Terkait dengan perdagangan barang,
berdasarkan Pasal 1 ayat (2) UU 15/2001 menyatakan bahwa Merek Dagang adalah
Merek yang digunakan pada barang yang diperdagangkan oleh seseorang atau
beberapa orang secara bersama-sama atau badan hukum untuk membedakan dengan
barang-barang sejenis lainnya. Setiap kekayaan intelektual memiliki hak untuk mendapat
perlindungan hukum atas hak merek yang telah mereka daftarkan, dan pemilik
merek tersebut berhak dilindungi jika merasa dirugikan oleh pihak-pihak lain.

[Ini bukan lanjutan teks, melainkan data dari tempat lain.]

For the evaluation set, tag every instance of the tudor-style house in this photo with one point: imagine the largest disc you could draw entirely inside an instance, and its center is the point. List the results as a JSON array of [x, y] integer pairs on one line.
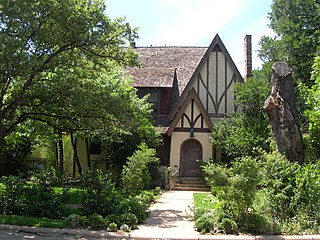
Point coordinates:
[[190, 88]]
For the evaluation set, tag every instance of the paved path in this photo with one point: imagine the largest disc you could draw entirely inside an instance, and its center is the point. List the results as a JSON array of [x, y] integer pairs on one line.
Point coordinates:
[[168, 218], [167, 221]]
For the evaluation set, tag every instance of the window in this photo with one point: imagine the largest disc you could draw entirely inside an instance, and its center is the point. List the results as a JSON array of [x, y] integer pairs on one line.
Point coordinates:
[[153, 98]]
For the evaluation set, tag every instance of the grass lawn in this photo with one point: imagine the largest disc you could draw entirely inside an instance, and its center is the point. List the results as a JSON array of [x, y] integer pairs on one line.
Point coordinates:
[[31, 221]]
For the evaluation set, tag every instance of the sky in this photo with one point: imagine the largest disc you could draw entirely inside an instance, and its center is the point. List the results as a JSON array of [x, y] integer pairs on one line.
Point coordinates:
[[196, 22]]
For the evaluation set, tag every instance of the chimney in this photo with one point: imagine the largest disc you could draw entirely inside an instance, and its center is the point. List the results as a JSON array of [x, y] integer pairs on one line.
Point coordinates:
[[247, 56]]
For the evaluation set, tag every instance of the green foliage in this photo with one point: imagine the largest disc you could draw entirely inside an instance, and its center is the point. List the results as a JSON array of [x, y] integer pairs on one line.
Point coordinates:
[[245, 131], [96, 222], [11, 195], [101, 196], [262, 195], [135, 207], [135, 175], [41, 200], [205, 223], [76, 221], [296, 24], [59, 50], [279, 182], [313, 102], [129, 219], [32, 221], [112, 227], [234, 186]]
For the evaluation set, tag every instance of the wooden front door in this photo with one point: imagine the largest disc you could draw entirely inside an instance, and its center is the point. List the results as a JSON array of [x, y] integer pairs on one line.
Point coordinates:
[[190, 152]]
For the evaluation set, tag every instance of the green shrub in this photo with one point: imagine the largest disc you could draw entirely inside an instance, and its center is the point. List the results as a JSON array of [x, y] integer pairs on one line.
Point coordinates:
[[206, 223], [235, 186], [12, 195], [42, 202], [112, 218], [229, 226], [96, 222], [135, 207], [135, 174], [129, 219], [125, 228], [100, 194], [112, 227], [76, 221]]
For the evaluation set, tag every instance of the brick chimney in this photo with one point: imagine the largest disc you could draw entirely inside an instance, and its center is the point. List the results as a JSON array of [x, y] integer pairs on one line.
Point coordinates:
[[247, 56]]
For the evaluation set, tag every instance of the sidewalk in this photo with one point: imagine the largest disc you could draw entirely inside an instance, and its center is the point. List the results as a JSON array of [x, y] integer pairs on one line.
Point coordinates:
[[167, 218], [167, 221]]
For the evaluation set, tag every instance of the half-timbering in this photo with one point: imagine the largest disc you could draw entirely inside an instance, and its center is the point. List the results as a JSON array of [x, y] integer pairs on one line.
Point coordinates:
[[190, 88]]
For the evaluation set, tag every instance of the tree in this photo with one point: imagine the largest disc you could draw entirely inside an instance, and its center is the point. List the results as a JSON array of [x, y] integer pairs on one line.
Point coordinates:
[[50, 49], [280, 107], [248, 129], [313, 111], [296, 25]]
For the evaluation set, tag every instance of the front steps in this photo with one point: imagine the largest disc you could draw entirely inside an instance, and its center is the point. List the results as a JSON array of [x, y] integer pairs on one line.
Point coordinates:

Untuk membangun sebuah reputasi
yang baik atas merek, pemilik hak merek baik perseorangan maupun perusahaan
berusaha mencegah agar tidak terjadinya pelanggaran merek yang dilakukan pihak
yang tidak bertanggungjawab. Sekarang sudah tidak asing lagi, banyaknya
barang-barang palsu terkenal atau barang branded yang diperdagangkan di
luar sana. Dapat temui hal tersebut di pinggiran jalan, toko-toko khusus barang
tiruan (KW), dan pusat perbelanjaan di kota besar. Tanpa diketahui atau
bahkan sudah diketahui, pada dasarnya para penjual sudah melakukan pelanggaran
hukum atas hak merek yang dimiliki oleh pemilik hak merek yang sudah terdaftar
di Dirjen.
Konsep perlindungan hukum terhadap
hak merek berfokus pada sifat hak merek yang bersifat khusus (exclusive).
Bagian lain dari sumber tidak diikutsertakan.